It is rare I share forwarded emails, but the one I am about to post, whom I do not know authored, struck many moral chords deep within, in that for so long, I have thought each and every line!
In a time when “going green” has become a household catch slogan—and unfortunately, a bandwagon PR and marketing tool for big companies to utilize in the hope of polishing their questionable images—the true concept and mission of lightening our footprints on the fragile biosphere by living a life where less can be discovered to be more—has been lost.
Let’s take a look back in time to discover that while certain threats to the world’s environments certainly existed, others, that we have recently introduced, did not! Just think if we could implement more of the ways of the old lady referenced below.
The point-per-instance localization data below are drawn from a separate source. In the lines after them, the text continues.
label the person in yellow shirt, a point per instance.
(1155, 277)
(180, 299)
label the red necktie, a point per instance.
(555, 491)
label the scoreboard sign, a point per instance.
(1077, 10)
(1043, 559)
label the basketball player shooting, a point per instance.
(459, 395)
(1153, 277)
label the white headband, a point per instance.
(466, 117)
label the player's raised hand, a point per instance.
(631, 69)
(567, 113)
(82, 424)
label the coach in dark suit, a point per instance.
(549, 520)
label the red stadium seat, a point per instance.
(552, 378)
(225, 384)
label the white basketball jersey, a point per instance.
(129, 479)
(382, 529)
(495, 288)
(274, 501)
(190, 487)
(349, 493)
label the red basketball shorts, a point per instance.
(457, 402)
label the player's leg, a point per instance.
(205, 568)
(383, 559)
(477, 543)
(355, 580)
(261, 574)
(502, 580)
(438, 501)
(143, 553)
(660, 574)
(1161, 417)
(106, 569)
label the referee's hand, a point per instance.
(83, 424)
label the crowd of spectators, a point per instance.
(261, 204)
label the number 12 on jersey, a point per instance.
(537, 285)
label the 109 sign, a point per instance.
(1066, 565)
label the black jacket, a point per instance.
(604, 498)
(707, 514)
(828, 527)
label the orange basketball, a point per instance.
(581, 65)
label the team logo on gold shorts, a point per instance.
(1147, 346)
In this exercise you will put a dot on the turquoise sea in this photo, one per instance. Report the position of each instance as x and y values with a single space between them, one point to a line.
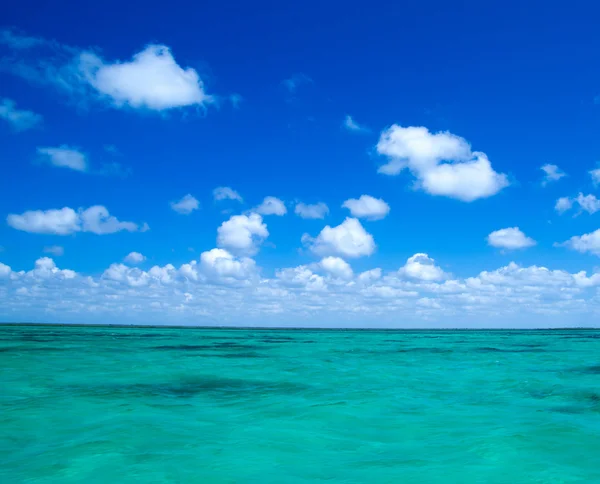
162 405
In the line at the store, the cashier told the older woman that plastic
bags weren’t good for the environment.
The woman apologized to her and explained, We didn’t have the green thing back in my day.
That’s right, they didn’t have the green thing in her day.
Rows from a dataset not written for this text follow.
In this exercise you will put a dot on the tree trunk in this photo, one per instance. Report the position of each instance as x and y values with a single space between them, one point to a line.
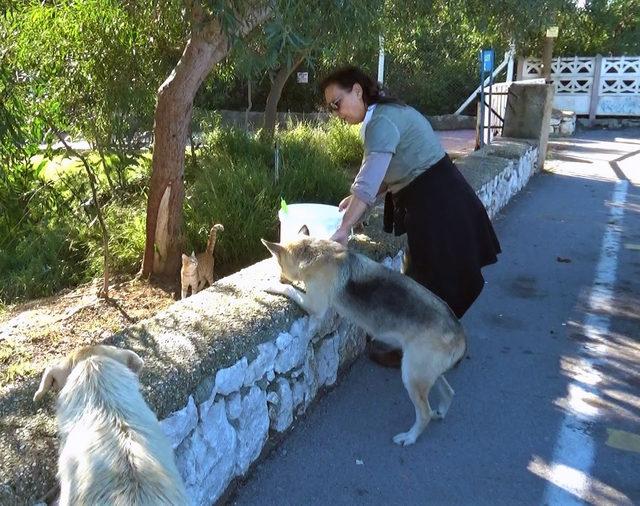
271 107
206 47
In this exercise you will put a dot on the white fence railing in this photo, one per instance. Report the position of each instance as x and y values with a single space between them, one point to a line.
594 86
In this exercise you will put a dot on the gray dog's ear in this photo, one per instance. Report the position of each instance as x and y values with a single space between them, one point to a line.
275 248
55 376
Back then, they returned their milk bottles, Coke bottles and beer bottles to the store.
The store sent them back to the plant to be washed and sterilized and
refilled, using the same bottles over and over. So they really were recycled.
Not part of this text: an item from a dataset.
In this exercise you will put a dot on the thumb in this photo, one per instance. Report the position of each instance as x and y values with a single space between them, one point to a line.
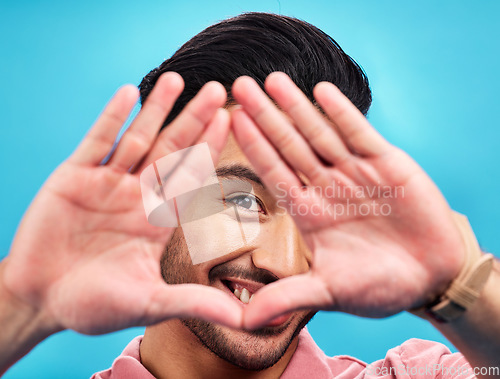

But they didn’t have the green thing back in her day.
In her day, they walked up stairs, because they didn’t have an escalator
in every store and office building. They walked to the grocery store and
didn’t climb into a 300-horsepower machine every time they had to go two
blocks.
But she’s right. They didn’t have the green thing in her day.
Back then, they washed the babies diapers because they didn’t have the
throw-away kind. They dried clothes on a line, not in an energy gobbling
machine burning up 220 volts wind and solar power really did dry the
clothes.
Kids got hand-me-down clothes from their brothers or sisters,
not always brand-new clothing.
But that old lady is right, they didn’t have the green thing back in her day.
Back then, they had one TV, or radio, in the house not a TV in every
room. And the TV had a small screen the size of a pizza dish, not a
screen the size of the state of Montana.
In the kitchen, they blended and stirred by hand because they didn’t have electric machines to do everything for you.
When they packaged a fragile item to send in the mail, they used wadded
up newspaper to cushion it, not Styrofoam or plastic bubble wrap.
Back then, they didn’t fire up an engine and burn gasoline just to cut
the lawn. They used a push mower that ran on human power.
They exercised by working so they didn’t need to go to a health club to run on treadmills that operate on electricity.
But she’s right, they didn’t have the green thing back then.
They drank from a fountain when they were thirsty, instead of using a cup
or a plastic bottle every time they had a drink of water.
They refilled pens with ink, instead of buying a new pen, and they replaced the razor blades in a razor instead of throwing away the whole razor just because the blade got dull.
But they didn’t have the green thing back then.
Back then, people took the streetcar and kids rode their bikes to school
or rode the school bus, instead of turning their mom’s into a 24-hour taxi service.
They had one electrical outlet in a room, not an entire bank of
sockets to power a dozen appliances.
And they didn’t need a computerized gadget to receive a signal beamed from satellites 2,000 miles out in space in order to find the nearest pizza joint.
But that old lady is right. They didn’t have the green thing back in her day.